Margot was essentially permitted to depart near the end of The Menu since she was an outlier. She immediately stood out among the wealthy and famous from the moment she first appeared in the movie. She was disgustedly astonish when she learned how much a dinner experience at Hawthorn cost. The unaccounted pawn in the sick chess game that night was Anya Taylor-Margot, Joy, who had been hire as Tyler’s date by Nicholas Hault’s Tyler. She was the only person unmove by the commotion around eating Chef Julian’s creations since she never tried to pretend to appreciate the various courses or join in on the general sycophantic conduct of the other guests.

Margot could look right through Chef Julian, from one employee of the service business to the next. Chef gave Margot the appearance of acceptance, but she also won his respect by defying him with a cheeseburger order. It was the only time throughout The Menu when the Chef appeared to be enjoying himself as the meal was being prepare and gradually rekindled his enthusiasm. After all, it was real food meant to be consumed by real people, not historical allegories or political messages meant to be debated by snobs. That is why she lets Margot take her cheeseburger to go, turning a horror movie cliché, and leaving the snobby restaurant to burn down.

Why Didn’t the Other Menu Characters Try to Leave?

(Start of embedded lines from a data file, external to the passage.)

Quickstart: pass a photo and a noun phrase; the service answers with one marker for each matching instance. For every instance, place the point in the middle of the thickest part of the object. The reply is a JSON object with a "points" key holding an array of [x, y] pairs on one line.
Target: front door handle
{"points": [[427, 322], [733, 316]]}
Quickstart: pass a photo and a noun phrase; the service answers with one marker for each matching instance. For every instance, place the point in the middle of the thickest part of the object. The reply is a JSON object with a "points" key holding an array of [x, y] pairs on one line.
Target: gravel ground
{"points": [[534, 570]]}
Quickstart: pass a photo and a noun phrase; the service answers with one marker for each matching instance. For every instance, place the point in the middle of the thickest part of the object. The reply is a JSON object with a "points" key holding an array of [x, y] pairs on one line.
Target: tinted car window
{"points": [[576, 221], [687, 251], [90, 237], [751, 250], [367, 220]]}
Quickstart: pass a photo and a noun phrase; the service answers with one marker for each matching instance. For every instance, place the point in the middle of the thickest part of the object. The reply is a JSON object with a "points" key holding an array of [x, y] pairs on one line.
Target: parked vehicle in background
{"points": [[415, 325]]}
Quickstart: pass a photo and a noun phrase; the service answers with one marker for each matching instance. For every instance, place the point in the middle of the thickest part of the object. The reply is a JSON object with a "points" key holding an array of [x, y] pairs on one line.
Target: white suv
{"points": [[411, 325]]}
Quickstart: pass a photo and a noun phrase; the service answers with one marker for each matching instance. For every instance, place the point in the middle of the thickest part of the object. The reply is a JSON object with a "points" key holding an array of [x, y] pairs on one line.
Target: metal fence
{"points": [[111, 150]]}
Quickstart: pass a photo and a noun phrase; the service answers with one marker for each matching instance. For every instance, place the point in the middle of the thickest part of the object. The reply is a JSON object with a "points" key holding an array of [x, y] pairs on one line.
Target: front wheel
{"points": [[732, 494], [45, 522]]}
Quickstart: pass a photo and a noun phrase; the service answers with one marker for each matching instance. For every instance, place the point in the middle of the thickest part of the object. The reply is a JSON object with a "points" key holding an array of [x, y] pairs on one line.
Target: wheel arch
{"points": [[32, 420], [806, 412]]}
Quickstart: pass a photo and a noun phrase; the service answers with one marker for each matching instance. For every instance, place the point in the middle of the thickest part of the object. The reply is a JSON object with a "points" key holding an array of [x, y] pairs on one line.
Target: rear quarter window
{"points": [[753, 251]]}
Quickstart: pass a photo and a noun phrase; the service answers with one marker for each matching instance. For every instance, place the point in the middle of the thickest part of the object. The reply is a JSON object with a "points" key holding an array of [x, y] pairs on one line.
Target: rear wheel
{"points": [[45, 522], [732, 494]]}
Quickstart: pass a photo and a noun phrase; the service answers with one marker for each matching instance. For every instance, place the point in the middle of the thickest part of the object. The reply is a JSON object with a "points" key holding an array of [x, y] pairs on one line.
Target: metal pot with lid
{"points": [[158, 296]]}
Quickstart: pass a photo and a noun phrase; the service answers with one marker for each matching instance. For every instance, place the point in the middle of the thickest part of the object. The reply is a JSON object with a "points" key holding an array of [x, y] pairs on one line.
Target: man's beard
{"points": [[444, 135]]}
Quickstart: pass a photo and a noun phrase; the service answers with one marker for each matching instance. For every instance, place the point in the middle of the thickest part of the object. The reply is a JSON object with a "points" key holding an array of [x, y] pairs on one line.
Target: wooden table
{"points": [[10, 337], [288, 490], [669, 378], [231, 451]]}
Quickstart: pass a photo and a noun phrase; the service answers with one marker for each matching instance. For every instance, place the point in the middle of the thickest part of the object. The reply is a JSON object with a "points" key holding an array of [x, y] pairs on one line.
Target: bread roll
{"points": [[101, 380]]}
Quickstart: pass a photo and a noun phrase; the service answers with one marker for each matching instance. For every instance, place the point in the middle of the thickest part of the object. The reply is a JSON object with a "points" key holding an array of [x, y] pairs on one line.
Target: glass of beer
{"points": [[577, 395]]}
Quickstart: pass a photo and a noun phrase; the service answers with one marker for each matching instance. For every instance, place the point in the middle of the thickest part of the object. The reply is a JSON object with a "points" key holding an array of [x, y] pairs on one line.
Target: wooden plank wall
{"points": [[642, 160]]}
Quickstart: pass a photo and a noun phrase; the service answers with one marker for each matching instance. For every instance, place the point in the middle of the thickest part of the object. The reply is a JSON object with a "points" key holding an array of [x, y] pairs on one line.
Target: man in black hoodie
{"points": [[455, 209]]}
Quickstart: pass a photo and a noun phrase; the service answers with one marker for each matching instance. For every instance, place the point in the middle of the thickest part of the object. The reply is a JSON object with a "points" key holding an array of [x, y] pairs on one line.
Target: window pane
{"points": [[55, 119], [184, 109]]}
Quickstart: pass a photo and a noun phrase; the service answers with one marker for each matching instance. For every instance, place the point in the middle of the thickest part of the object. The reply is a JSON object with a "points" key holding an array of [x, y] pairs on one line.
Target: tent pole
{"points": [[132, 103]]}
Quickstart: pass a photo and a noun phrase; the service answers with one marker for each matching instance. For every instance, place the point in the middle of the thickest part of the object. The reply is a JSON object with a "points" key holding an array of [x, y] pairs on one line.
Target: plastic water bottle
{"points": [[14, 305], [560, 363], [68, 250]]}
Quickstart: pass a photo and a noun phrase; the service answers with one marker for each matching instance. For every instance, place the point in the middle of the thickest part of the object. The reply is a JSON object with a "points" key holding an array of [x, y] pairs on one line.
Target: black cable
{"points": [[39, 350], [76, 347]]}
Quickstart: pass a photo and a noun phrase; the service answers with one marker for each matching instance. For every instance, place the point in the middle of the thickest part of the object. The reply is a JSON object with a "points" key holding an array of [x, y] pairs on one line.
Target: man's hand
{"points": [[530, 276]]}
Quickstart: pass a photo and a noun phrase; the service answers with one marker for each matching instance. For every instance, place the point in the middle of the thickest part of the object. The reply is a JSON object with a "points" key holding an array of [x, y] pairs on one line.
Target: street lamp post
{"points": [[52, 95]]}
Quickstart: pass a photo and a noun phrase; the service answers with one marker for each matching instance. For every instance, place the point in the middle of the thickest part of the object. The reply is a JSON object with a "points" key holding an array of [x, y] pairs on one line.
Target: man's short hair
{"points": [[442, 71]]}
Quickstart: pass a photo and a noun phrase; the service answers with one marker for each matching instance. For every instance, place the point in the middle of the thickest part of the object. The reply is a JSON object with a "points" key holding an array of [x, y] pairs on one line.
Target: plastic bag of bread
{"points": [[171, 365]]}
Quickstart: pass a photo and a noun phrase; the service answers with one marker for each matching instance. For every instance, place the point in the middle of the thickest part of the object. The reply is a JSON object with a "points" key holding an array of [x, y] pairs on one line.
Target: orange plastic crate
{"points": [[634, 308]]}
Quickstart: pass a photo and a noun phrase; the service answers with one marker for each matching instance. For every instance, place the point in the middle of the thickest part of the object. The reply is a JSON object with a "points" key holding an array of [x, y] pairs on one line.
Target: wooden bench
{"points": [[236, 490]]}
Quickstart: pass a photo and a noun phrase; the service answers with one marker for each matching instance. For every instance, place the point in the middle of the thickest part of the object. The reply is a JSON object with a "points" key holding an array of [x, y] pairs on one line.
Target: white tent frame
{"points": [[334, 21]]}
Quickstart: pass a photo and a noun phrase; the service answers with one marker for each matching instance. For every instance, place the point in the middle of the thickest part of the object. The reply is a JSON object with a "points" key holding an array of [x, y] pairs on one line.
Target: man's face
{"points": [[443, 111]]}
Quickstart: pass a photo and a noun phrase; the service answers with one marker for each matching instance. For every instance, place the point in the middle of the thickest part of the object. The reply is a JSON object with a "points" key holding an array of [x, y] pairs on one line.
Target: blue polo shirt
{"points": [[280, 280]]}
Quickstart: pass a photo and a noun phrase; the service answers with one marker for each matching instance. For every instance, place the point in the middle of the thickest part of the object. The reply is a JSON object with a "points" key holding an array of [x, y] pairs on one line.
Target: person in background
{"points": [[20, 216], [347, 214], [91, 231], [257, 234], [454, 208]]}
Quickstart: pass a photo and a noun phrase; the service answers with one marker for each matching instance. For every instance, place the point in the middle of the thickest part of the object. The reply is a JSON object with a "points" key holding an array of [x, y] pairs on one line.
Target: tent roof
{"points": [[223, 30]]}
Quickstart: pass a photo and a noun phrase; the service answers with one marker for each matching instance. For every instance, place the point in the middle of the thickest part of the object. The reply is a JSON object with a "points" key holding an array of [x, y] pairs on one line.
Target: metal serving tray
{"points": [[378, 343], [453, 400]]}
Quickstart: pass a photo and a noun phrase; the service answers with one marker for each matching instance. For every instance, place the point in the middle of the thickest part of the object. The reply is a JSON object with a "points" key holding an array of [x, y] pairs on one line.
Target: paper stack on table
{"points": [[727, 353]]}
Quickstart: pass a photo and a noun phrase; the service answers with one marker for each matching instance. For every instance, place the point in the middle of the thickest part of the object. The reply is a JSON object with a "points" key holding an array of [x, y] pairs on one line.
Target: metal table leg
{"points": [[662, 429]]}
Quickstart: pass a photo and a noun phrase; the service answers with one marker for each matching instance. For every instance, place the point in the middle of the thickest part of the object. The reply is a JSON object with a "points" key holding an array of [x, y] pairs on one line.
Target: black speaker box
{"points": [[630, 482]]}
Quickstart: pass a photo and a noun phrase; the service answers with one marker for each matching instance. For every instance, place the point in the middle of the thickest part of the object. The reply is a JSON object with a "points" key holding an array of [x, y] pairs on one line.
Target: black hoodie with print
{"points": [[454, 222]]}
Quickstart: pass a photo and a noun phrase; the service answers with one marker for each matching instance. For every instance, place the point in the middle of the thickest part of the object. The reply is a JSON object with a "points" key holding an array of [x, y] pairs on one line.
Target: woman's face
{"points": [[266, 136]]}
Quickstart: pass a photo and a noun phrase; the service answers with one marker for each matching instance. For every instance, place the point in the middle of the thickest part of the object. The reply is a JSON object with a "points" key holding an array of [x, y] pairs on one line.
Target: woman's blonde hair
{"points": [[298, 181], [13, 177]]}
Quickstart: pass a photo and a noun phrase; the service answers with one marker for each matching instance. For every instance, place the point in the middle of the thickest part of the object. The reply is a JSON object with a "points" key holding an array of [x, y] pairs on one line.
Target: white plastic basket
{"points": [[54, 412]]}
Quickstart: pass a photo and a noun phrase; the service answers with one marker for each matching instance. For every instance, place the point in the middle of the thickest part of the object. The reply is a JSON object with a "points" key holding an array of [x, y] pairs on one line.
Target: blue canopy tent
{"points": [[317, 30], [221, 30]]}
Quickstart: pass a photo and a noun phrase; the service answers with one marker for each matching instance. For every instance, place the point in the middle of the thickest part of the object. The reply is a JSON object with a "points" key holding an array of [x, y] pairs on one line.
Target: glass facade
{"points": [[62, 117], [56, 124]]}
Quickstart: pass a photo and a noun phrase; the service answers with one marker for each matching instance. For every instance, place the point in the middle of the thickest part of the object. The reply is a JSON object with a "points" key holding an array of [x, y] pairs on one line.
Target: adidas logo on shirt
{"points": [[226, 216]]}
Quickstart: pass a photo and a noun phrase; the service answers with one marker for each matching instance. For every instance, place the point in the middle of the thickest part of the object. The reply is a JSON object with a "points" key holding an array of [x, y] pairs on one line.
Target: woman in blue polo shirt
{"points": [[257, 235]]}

Why Didn't the Other Menu Characters Try to Leave

In The Menu, Margot seized the chance to appeal for assistance, but Chef Julian interrupted with a startlingly clear query: “This entire evening, why didn’t you all strive harder to fight back?” Soren (Arturo Castro), Dave (Mark St. Cyr), Bryce (Rob Yang), and George (John Leguizamo), four affluent business partners, had plans, but after making a few fruitless efforts to flee, they gave their life to Chef. They felt that until The Menu’s conclusion, everything Chef Slowik did was meant to impress them, which is disturbing because they still saw their invitation to Hawthorn as proof of their power and influence, from Lillian, the food critic, to George, the washed-up movie star.

The fact that they no longer protected the protagonist’s secrets was made clear to them right away. The Menu‘s patrons were already resigned to their fate since they were more concerned with protecting their reputation than with surviving because Chef Slowik had ammunition ready to be delivered to the public. They would sooner die than live with a wounded pride because they felt that addressing their issues and witnessing the life they had built fall in front of them were more important than being slain. That is not a problem, Tor Margot. After all, she was the only person battling for survival.